This article from Russia seethes with irony and contains a good dose of what Germans call ‘shadenfreuder.’ This is a word that means ‘to take pleasure in the pain of others.’
As most people know – the United States recruited, paid and supplied Islamic mujaheddin to dislodge the Soviet Union from Afghanistan during the Carter and Reagan Administrations.
According to this analysis by Petr Goncharov and Dmitriy Kosirev of Russia’s Novosti News Service – the United States is now dealing with the consequences of what from Moscow’s point of view, has been a decades-long series of monumental policy mistakes on the part of the United States.
Goncharov and Kosirev write in part:
“The United States is reaping the fruits of its own policy, which, during the years of the Cold War was aimed at supporting the mujaheddin. … Imported from Saudi Arabia and other Arab states, the mujaheddin brought with them Islamic extremism, which is now successfully confronting their investors – the United States.”
And in one of their more ironic paragraphs, Goncharov and Kosirev write:
“And by the way, now that we’re reevaluating our “Cold” past, this is a good time to ask, was there such a difference between today’s U.S./European program for settling Afghanistan and the program implemented in its time by the Soviet Union? As it turns out, there is no significant difference. The same goals, the same challenges: establishing Afghanistan as a modern democratic secular state, whose culture and social ideology would be based on Afghan tradition, including Islam. But the United States was so passionate in its desire to prevent the Soviet Union from controlling Central Asia that it was ready to sacrifice the peace and tranquility in Afghanistan – which is pretty much what happened.”
By Petr Goncharov and Dmitriy Kosirev
Translated By Yekaterina Blinova
May 8, 2009
Russian – Novosti – Original Article (Russian)
The meeting at the White House was impressive.

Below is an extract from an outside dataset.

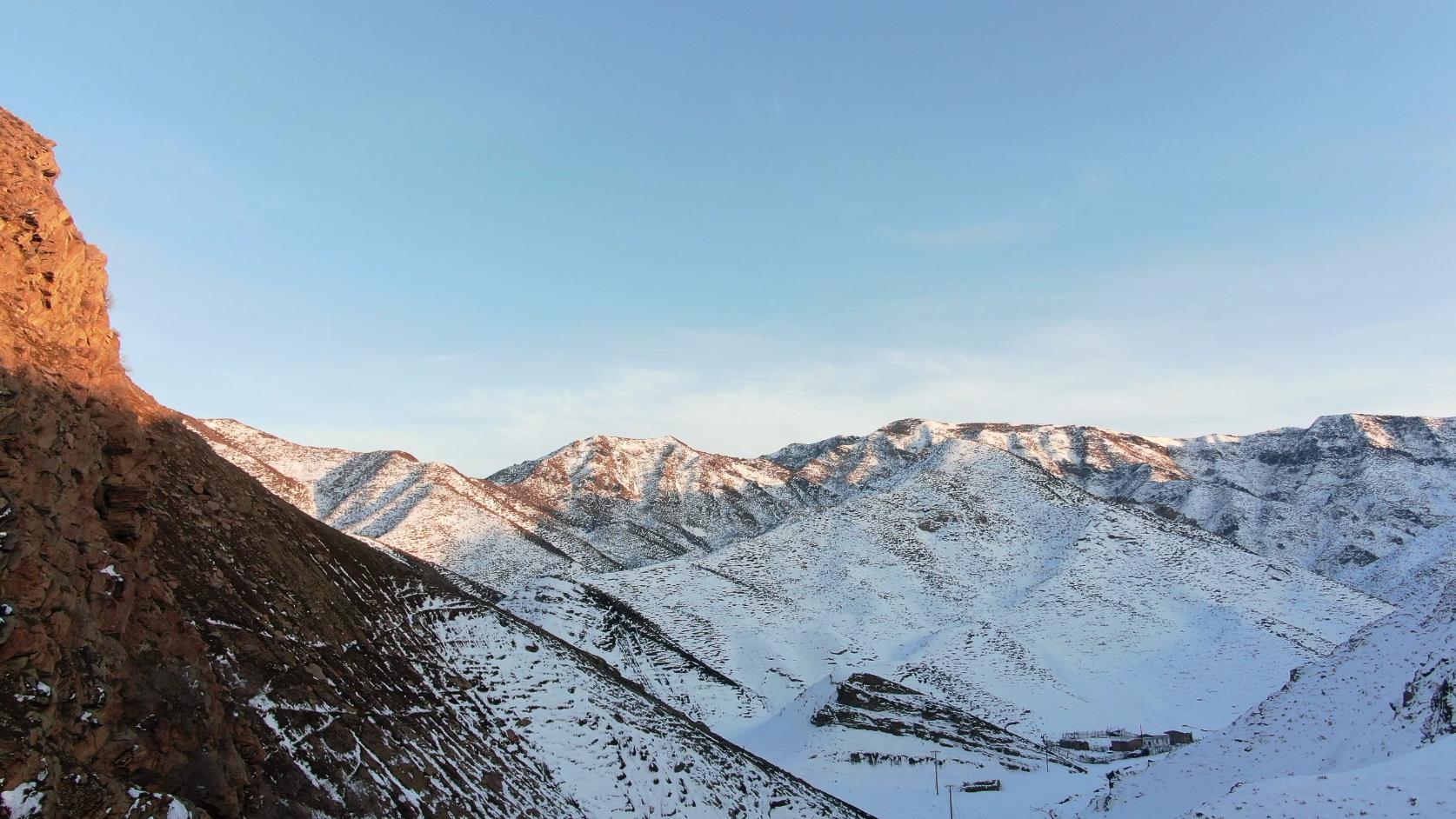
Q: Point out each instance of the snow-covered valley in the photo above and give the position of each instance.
(1036, 579)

The participants were: Barack Obama, president of the nation that calls the situation (a war, actually) in Afghanistan and Pakistan his number one foreign policy priority; Afghanistan President Hamid Karzai; and Pakistan President Asif Ali Zardari. Each guest got twenty minutes to speak with Obama, and then there was a half-hour trilateral meeting with promises of aid and calls for unity.